Пришло время прощаться с Евгенией Спиридоновной. Зоя наговорила ей много комплиментов, поблагодарила старушку за то, что та долгое время помогала Валентине (Преображенская сама, хоть и скупо, двумя словами, поведала об этом), пообещала зайти как-нибудь еще, да хоть бы на «девять дней».
В тесной прихожей Зоя обулась, надела шубу.
– Шуба у вас какая красивая! У меня тоже в свое время были шубы. И каракулевая, и норковая, даже соболиная! У меня муж в правительстве работал, баловал меня… Скажи… – Тут Зоя почувствовала, как старушка взяла ее за руку своими ледяными тонкими пальчиками и сжала ее. – Скажи, Зоенька, что тогда случилось? За что ты ее… тогда? Что она тебе сказала? Сделала?
Зоя оторопело смотрела на нее. Евгения Спиридоновна на этот раз разрумянилась вся, возможно, даже ее маленькие пятки покраснели от возбуждения и страха.
Ну вот и все. Все кончено. Надо же. Так неожиданно. Хотя разве не для того она сюда пришла, чтобы ее узнали? Разве не сама провоцировала свое разоблачение? И что будет теперь? Выбросить старуху в окно? Но появится свидетельница, Ниночка с Кнопочкой. Да и наследила Зоя повсюду в квартире. И когда руки мыла душистым розовым мыльцем, и когда чашку в руки брала, ложку, хваталась за ручки двери.

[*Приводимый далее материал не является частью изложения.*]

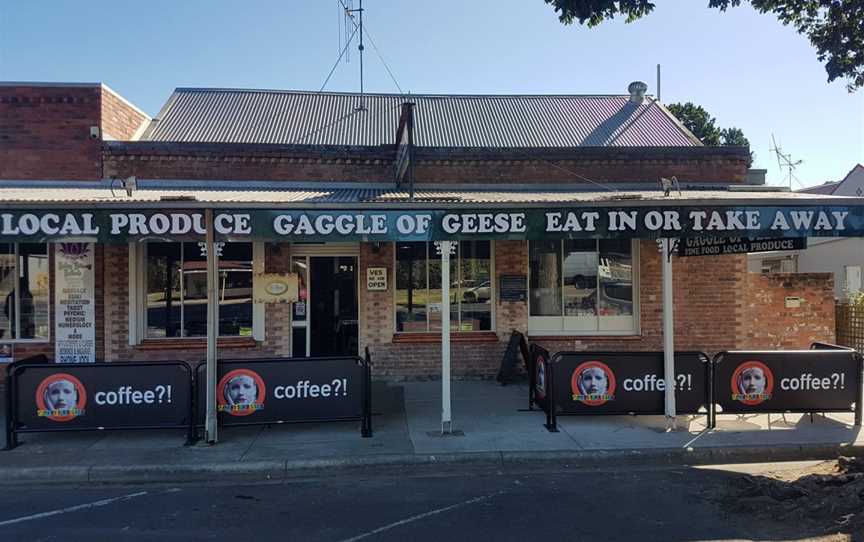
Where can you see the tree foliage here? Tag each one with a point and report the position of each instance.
(704, 126)
(835, 27)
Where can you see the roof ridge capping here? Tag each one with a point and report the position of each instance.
(393, 94)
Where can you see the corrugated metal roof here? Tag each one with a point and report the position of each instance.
(309, 118)
(827, 188)
(312, 198)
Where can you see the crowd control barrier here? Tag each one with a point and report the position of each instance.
(616, 383)
(826, 378)
(290, 390)
(52, 397)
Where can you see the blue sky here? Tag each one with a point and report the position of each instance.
(745, 68)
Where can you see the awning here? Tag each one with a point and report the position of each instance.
(351, 214)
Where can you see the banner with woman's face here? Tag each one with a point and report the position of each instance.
(61, 397)
(240, 392)
(786, 381)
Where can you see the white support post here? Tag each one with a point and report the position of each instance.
(446, 419)
(210, 424)
(668, 335)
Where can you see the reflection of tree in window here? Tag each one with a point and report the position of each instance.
(589, 283)
(418, 287)
(177, 289)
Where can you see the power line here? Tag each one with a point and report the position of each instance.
(381, 58)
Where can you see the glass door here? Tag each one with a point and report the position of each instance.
(324, 318)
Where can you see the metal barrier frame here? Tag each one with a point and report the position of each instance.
(12, 430)
(365, 418)
(859, 387)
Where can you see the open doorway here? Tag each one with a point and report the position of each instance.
(324, 319)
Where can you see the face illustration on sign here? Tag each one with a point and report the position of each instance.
(593, 383)
(241, 392)
(60, 397)
(752, 383)
(540, 385)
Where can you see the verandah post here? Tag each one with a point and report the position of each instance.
(210, 424)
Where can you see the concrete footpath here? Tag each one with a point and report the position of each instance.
(494, 429)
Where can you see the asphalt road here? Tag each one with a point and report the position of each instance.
(451, 505)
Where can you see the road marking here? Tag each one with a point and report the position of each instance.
(421, 516)
(95, 504)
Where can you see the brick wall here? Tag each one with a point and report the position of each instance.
(45, 132)
(119, 119)
(769, 324)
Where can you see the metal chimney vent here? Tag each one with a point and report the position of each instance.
(637, 90)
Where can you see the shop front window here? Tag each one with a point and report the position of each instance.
(24, 290)
(418, 287)
(176, 289)
(581, 285)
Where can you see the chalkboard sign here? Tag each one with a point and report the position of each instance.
(510, 362)
(514, 288)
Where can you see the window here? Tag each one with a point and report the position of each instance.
(24, 290)
(582, 286)
(176, 289)
(418, 287)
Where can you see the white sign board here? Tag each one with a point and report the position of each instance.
(275, 288)
(376, 278)
(74, 303)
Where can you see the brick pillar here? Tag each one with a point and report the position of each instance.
(511, 258)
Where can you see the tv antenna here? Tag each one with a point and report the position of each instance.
(784, 161)
(348, 6)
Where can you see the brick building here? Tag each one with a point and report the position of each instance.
(478, 164)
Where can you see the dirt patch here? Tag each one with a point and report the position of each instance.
(828, 497)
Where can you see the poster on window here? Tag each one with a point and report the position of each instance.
(74, 303)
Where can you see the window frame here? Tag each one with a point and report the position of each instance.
(138, 296)
(492, 291)
(49, 253)
(556, 326)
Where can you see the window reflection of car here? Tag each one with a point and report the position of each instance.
(617, 296)
(235, 301)
(478, 294)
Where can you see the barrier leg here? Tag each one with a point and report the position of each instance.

– Думаешь, как меня в окно выбросить? – устало улыбнулась Преображенская. – Ты не думай, я тебя не выдам. Нет-нет. Думаешь, я не понимаю, как ты намучилась? Ты ведь не спишь, постоянно думаешь обо всем этом, переживаешь, как тебе в тюрьме будет… Ты же случайно ее убила. И если бы меня спросили, что я в тот день увидела, я подтвердила бы, что, повторяю, это вышло случайно. Ей-то, девушке этой, уже не поможешь. А ты еще молодая. У тебя дети есть?
Зоя молча помотала головой. Она не знала, как себя вести и что говорить. Поэтому просто стояла и слушала.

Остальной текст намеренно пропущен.